My first glimpse of the still-curing Reception Room floor was at the threshold of the Drawing Room double doors. 

The Reception Room and transverse hallway floors are all laid in an intriguing parquet pattern known as the “parquet de Versailles” (Versailles parquet). This pattern was originally designed in 1684 as a new and glamorous addition to the grand rooms of the French king’s palace. It was used in a number of well-known rooms including the Hall of Mirrors, the War Room, the king’s guard rooms, and Madame Adélaïde’s cabinet. As with the original design, our floor is also separated by decorative bands that isolate each of the square panels. A keen observer may note this is not the only Versailles inspired decorative element found in the house. The Bourns installed crystal chandeliers and a fireplace surround in Filoli’s Ballroom that are also copies of elements in Versailles.  

The floor of the Drawing Room was refinished in 2019. The parquet pattern in that room is a different pattern and a slightly smaller scale.

Our hunt to match the original stain color began with historic photos in the archives. By comparing different rooms, we were able to confirm which rooms matched in tone and color.

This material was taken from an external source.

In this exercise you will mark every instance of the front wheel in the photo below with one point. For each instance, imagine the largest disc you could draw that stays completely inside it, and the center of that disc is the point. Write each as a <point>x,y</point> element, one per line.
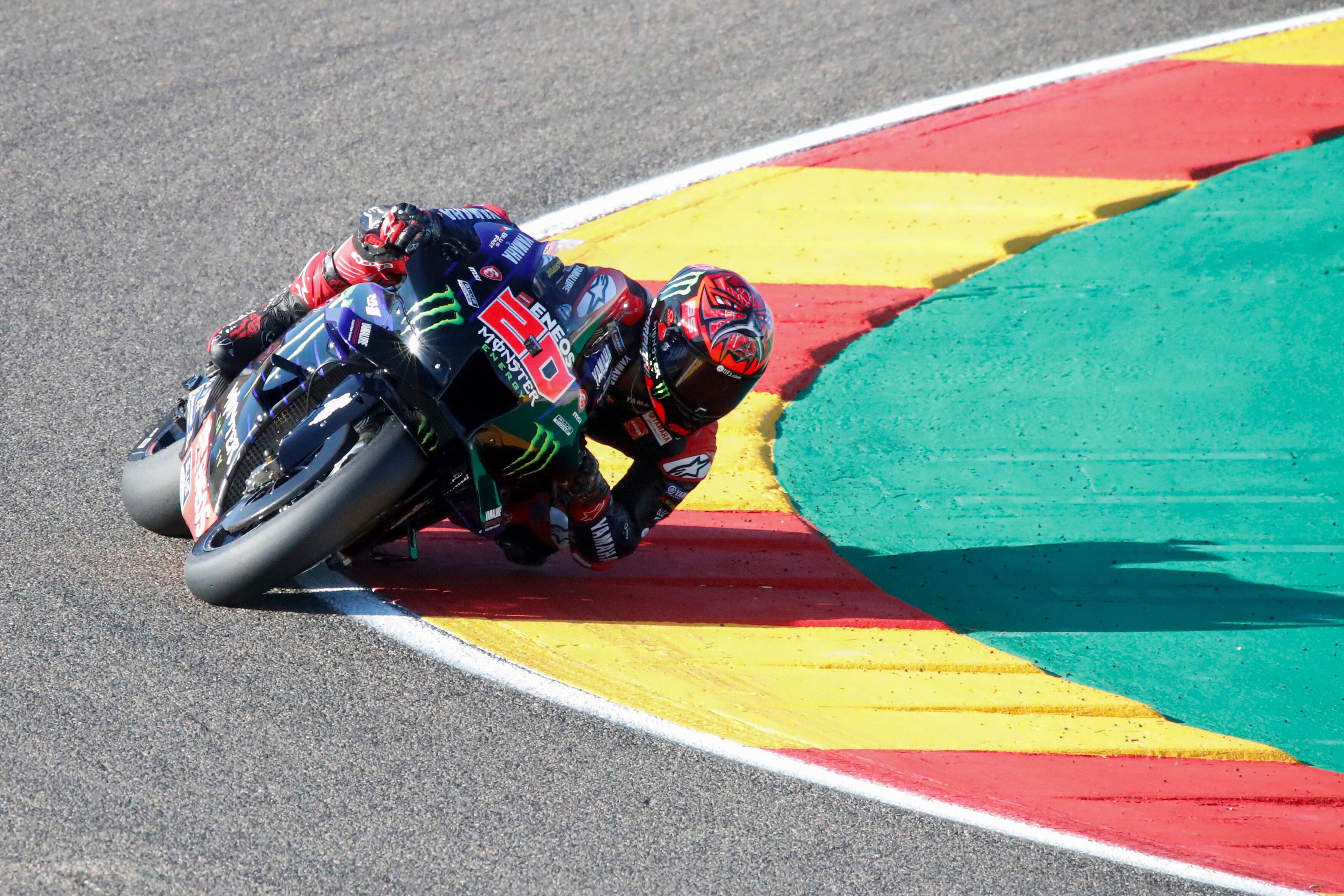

We got lucky in that a few spaces upstairs had never been refinished and we were able to match those stains exactly. 

The impact on the look and feel of the rooms is dramatic. It has been truly shocking just how much of a difference the color change has meant to the look of the collection items displayed in the rooms. The rugs look brighter and more colorful. Since the majority of the furniture in the collection is darker in finish, they suddenly look grounded and not as though they are sitting awkwardly on a light floor more akin to a modern gallery space. 

With this work completed, we only have a few more spaces to go on the first floor, namely the Dining Room and the Ballroom. We are so grateful to four Filoli board presidents—past, present, and future—whose generous gifts made this floor refinishing possible. A special thank you Donna Colson, Carolyn Daley, David Wollenberg, and Carol Moran for their commitment to preservation at Filoli.


If you are interested in helping fund future restoration projects, please reach out to Ryan Pasco, Filoli’s Chief Development Officer (rpasco@filoli.org). 


I hope this inspires you to look down and enjoy our fabulous floors during your next visit. The spacious rooms once again have a solid visual ground upon which we have just finished lovingly reinstalling our art and furniture collections.